BUCH – Vejo semelhanças nessa violência, nessa opressão, porque ela decorre do fato de que, sob o olhar daquela sociedade, você é diferente. Você não é, mas a conformação social o coloca como diferente. Para muitas pessoas recalcadas, que não têm compreensão do mundo, isso ofende. Para elas, esse diferente não deve ter seu espaço. E isso é com LGBTQIA+, populações negras, povos originários, indígenas, a questão de gênero da mulher, etarismo, pessoas com deficiência. E isso, indo um pouquinho mais além, é resultado de uma sociedade neoliberal, capitalista, que concentra poder nas mãos de uns que não vão cedê-lo. E esse nicho de poder precisa de uma horda populacional que trabalhe para eles — todos ali oprimidos.
DIADORIM – Em março, em seu discurso de posse como desembargador, o senhor disse que temos flertado com o fascismo e convivido com pessoas que não aceitam projetos de vida coletiva, direitos iguais. De que formas é possível lutar contra isso?

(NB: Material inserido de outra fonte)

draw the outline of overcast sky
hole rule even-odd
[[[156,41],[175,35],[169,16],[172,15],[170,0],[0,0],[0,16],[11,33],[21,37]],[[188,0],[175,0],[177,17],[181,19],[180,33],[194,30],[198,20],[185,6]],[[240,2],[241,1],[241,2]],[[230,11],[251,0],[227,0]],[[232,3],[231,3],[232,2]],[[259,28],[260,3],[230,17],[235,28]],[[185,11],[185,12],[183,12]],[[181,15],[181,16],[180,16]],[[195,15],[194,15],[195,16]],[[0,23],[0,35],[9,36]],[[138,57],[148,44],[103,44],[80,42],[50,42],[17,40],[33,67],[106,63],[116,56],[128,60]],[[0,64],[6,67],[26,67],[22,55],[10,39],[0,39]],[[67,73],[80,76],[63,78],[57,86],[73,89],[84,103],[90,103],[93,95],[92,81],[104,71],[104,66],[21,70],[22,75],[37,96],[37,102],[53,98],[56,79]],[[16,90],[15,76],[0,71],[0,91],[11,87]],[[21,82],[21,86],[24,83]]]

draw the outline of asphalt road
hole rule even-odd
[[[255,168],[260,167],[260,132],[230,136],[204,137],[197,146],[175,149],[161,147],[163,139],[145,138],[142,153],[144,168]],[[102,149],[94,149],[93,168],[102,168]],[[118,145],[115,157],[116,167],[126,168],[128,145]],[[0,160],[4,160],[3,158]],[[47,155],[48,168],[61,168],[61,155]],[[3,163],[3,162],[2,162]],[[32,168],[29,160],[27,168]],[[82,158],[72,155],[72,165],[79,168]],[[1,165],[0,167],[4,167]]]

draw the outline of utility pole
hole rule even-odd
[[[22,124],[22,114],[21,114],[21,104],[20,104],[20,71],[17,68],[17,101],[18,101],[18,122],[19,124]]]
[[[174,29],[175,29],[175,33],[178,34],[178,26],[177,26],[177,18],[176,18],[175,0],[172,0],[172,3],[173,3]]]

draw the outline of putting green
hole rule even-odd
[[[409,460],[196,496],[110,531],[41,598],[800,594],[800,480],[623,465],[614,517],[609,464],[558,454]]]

BUCH – Primeiro, através de pessoas que ocupam cargos de poder, que têm essa noção crítica, que se mostrem, se posicionem. Faço isso e acredito que muitas outras pessoas também deveriam se posicionar tanto quanto eu. Em segundo lugar, valorizar e reconhecer que as nossas instituições devem funcionar. Um exemplo aconteceu no 8 de janeiro [de 2023], resultado da tentativa de golpe, de queda do Estado, de extinção do Estado Democrático de Direito, de derrubada da República. Teve uma reação, constitucional e dentro da lei, que foi o processamento e julgamento das pessoas envolvidas, sejam as do mais inferior ao mais alto escalão. E isso é inédito da nossa história. Vai ter frutos, vai fazer com que as pessoas acreditem nas instituições e saibam que, fora do Estado Democrático de Direito, não há salvação. Penso que nós, nesse aspecto, demos um salto ético muito importante.
DIADORIM – O senhor tem várias postagens nas redes sociais ao lado de seu marido, além de ter feito um agradecimento a ele em seu discurso de posse no TJSC. Que lições o amor trouxe ao senhor?
BUCH – Eu diria assim, num caráter muito poético: o mundo fica menos difícil quando você consegue compartilhar a sua caminhada de mãos dadas com quem você ama. E isso não tem preço. A gente precisa se abraçar e se amar mais. Ter essa pessoa ao meu lado, meu marido que me apoia, que me ama e é quem eu amo, é uma fonte inesgotável de energia.